Gli indicatori connessi al mercato editoriale librario hanno evidenziato nel 2009 una diminuzione del giro d’affari pari al -4,3%, unitamente ad un calo del fatturato complessivo del mercato, che si attesta sui 3,4 miliardi di euro con una flessione del 4,3% rispetto al 2008.
L’andamento negativo della produzione riguarda tutti i settori editoriali: dai libri per bambini (-1,8% a titoli; -13,7% a copie) alla ‘varia’ adulti (-13,7% a titoli; -9,8% a copie) sino al settore educativo e scolastico (+1,2% a titoli, ma -5% a copie), quest’ultimo in calo probabilmente per l’accentuarsi dell’effetto della riforma scolastica, come si legge nel rapporto. È soprattutto il fenomeno degli ebook che si è consolidato ed è in crescita, insieme al mercato digitale e alle vendite on-line.
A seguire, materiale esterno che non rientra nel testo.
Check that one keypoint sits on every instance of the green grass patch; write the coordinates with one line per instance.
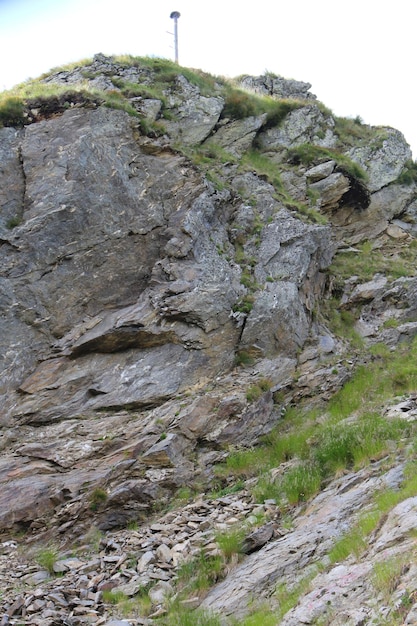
(47, 557)
(310, 154)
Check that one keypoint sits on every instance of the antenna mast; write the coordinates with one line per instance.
(175, 15)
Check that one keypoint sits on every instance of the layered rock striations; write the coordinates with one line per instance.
(145, 254)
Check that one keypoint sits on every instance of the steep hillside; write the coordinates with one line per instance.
(208, 389)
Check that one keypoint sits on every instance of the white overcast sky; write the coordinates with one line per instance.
(358, 55)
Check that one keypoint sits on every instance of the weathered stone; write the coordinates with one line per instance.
(160, 592)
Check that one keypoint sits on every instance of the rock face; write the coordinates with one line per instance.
(164, 269)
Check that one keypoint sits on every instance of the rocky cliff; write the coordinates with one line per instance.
(181, 259)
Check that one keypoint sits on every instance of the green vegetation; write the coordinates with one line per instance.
(98, 496)
(409, 174)
(319, 449)
(365, 261)
(198, 574)
(310, 154)
(355, 541)
(47, 557)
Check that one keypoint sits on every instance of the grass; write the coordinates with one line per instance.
(355, 541)
(198, 574)
(386, 575)
(365, 261)
(47, 557)
(309, 154)
(230, 542)
(181, 616)
(321, 447)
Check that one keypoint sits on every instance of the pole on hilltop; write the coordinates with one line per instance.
(175, 15)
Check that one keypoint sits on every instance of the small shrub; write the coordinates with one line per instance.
(47, 557)
(97, 497)
(240, 104)
(244, 358)
(230, 542)
(113, 596)
(181, 616)
(386, 575)
(409, 174)
(199, 574)
(13, 222)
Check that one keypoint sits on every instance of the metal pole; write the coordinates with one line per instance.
(175, 15)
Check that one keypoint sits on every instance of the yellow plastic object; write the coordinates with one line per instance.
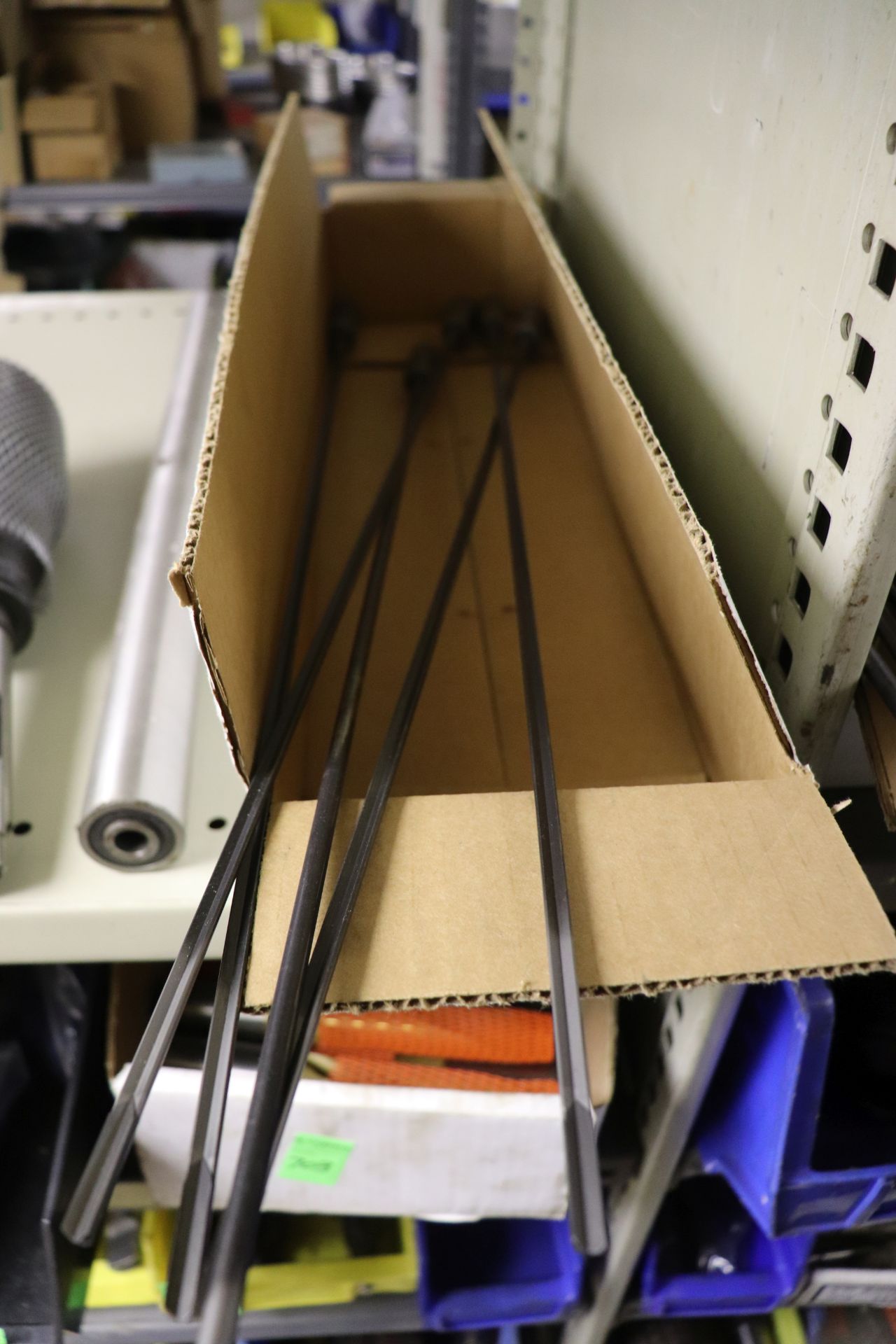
(324, 1270)
(143, 1285)
(788, 1327)
(230, 46)
(321, 1269)
(298, 20)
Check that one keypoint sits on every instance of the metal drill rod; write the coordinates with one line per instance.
(235, 1237)
(250, 1176)
(191, 1228)
(83, 1217)
(586, 1195)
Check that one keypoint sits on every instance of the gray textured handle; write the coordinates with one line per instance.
(34, 489)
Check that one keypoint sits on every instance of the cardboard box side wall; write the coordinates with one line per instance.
(676, 883)
(265, 393)
(743, 742)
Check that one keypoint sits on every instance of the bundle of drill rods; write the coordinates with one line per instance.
(206, 1281)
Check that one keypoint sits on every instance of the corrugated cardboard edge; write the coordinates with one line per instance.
(182, 574)
(696, 534)
(649, 988)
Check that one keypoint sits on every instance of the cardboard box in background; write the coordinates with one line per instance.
(697, 847)
(147, 61)
(11, 172)
(83, 106)
(73, 134)
(203, 22)
(15, 41)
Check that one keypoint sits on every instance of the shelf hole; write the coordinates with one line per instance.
(884, 276)
(820, 523)
(841, 442)
(862, 362)
(802, 592)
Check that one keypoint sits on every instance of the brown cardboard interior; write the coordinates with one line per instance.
(879, 733)
(652, 691)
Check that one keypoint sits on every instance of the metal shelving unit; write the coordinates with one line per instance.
(723, 182)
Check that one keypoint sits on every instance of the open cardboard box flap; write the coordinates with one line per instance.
(697, 847)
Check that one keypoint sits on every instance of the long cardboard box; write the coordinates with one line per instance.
(697, 846)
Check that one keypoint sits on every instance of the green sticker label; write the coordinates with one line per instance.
(316, 1159)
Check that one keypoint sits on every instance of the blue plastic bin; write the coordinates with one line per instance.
(498, 1272)
(763, 1126)
(708, 1257)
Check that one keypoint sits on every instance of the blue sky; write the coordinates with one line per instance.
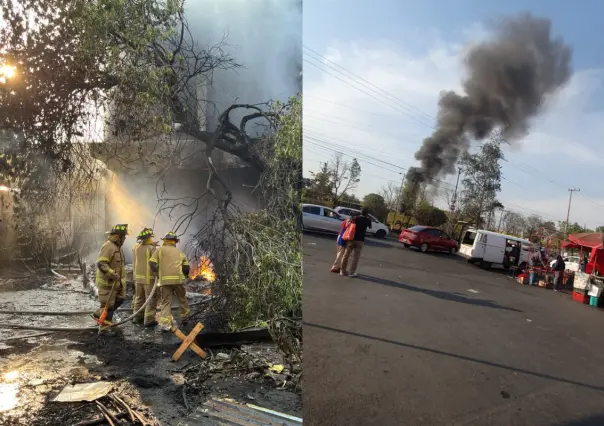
(414, 49)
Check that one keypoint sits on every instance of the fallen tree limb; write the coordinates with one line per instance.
(98, 420)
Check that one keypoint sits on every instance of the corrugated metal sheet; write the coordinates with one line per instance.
(219, 412)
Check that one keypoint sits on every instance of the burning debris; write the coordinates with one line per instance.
(509, 79)
(203, 270)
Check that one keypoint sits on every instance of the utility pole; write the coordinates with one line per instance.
(453, 201)
(500, 217)
(398, 196)
(571, 190)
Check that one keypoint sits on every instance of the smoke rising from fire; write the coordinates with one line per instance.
(264, 36)
(509, 78)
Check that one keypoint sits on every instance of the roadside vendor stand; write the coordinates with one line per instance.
(544, 274)
(588, 284)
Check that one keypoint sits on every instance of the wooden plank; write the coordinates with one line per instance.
(193, 345)
(187, 342)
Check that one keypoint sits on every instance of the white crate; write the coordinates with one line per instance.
(581, 281)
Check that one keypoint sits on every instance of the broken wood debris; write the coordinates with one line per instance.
(122, 414)
(187, 342)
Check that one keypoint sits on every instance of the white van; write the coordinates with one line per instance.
(491, 248)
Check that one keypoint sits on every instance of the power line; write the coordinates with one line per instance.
(395, 99)
(366, 92)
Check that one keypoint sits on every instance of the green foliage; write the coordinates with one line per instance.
(573, 228)
(265, 282)
(334, 180)
(262, 277)
(376, 205)
(425, 214)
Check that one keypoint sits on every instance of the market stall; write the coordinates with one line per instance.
(589, 282)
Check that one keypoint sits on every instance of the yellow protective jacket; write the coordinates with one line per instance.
(141, 271)
(170, 264)
(110, 261)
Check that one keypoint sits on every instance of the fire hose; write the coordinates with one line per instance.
(124, 321)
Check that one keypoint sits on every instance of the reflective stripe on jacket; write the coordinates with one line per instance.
(170, 261)
(141, 254)
(110, 260)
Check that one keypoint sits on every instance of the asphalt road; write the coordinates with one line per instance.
(428, 339)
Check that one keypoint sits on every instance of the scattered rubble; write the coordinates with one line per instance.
(137, 363)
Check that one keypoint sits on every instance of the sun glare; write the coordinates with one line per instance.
(7, 71)
(9, 391)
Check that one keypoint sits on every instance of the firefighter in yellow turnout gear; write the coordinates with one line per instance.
(172, 268)
(111, 276)
(144, 278)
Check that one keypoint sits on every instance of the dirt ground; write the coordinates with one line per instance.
(137, 362)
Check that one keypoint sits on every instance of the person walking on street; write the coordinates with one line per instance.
(341, 246)
(354, 247)
(559, 268)
(111, 277)
(144, 279)
(171, 267)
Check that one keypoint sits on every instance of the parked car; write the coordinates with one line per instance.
(572, 263)
(428, 238)
(321, 218)
(378, 229)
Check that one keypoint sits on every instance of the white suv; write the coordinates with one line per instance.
(378, 229)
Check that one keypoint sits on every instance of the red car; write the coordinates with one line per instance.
(428, 238)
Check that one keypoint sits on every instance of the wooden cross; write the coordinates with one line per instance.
(187, 342)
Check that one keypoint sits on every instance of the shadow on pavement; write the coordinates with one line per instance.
(596, 419)
(376, 243)
(451, 297)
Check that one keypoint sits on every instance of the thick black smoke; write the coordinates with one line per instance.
(509, 78)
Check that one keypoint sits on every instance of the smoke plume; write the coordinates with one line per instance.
(508, 80)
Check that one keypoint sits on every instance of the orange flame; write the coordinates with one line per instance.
(204, 270)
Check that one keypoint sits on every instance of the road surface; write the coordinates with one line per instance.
(428, 339)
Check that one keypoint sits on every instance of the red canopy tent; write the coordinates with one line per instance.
(569, 245)
(595, 242)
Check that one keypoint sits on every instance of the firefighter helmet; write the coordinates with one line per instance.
(171, 236)
(145, 234)
(121, 229)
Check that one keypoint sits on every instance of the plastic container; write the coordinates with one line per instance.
(580, 297)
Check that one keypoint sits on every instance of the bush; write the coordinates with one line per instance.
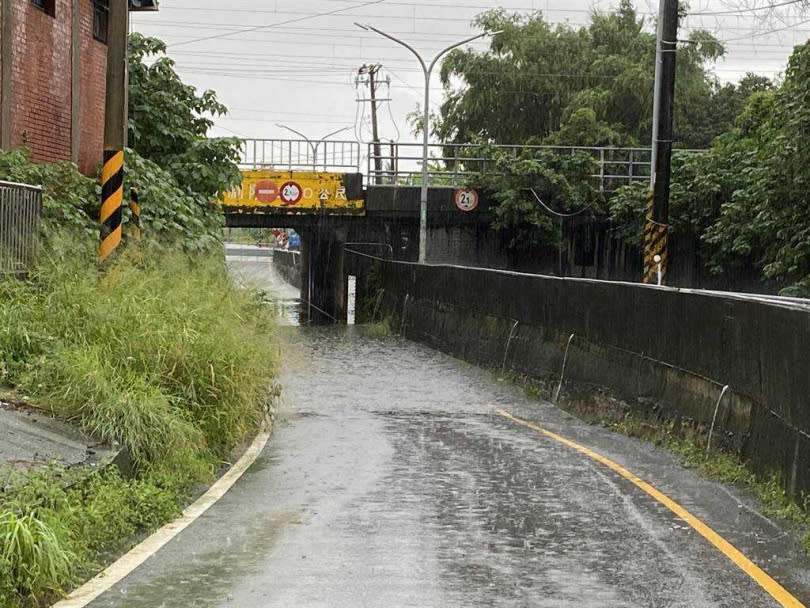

Solo il 44,9% degli italiani, tuttavia, legge fino a 3 libri all’anno e soltanto il 15,2% legge un libro al mese. Guardando all’Europa la differenza si fa sentire. Se in Italia il “popolo dei lettori” è pari ad un misero 38%, in Spagna la percentuale si attesta al 47,6, in Francia al 48,3, in Germania al 60,2 e in Gran Bretagna arriva al 63,7.
Il fatto più rilevante è che negli ultimi anni le differenze tra lettori, basate sul livello di istruzione e sulla classe socio-economica, si sono accentuate invece di ridursi. La recessione economico-finanziaria non dovrebbe essere sinonimo di crisi della cultura poiché, come sostengono molti illustri sociologi, mantenere in vita la creatività può contribuire ad uscire più facilmente dalla crisi, oltre a migliorare il livello della qualità della vita. Indagare i legami tra cultura e potere diventa allora decisamente interessante.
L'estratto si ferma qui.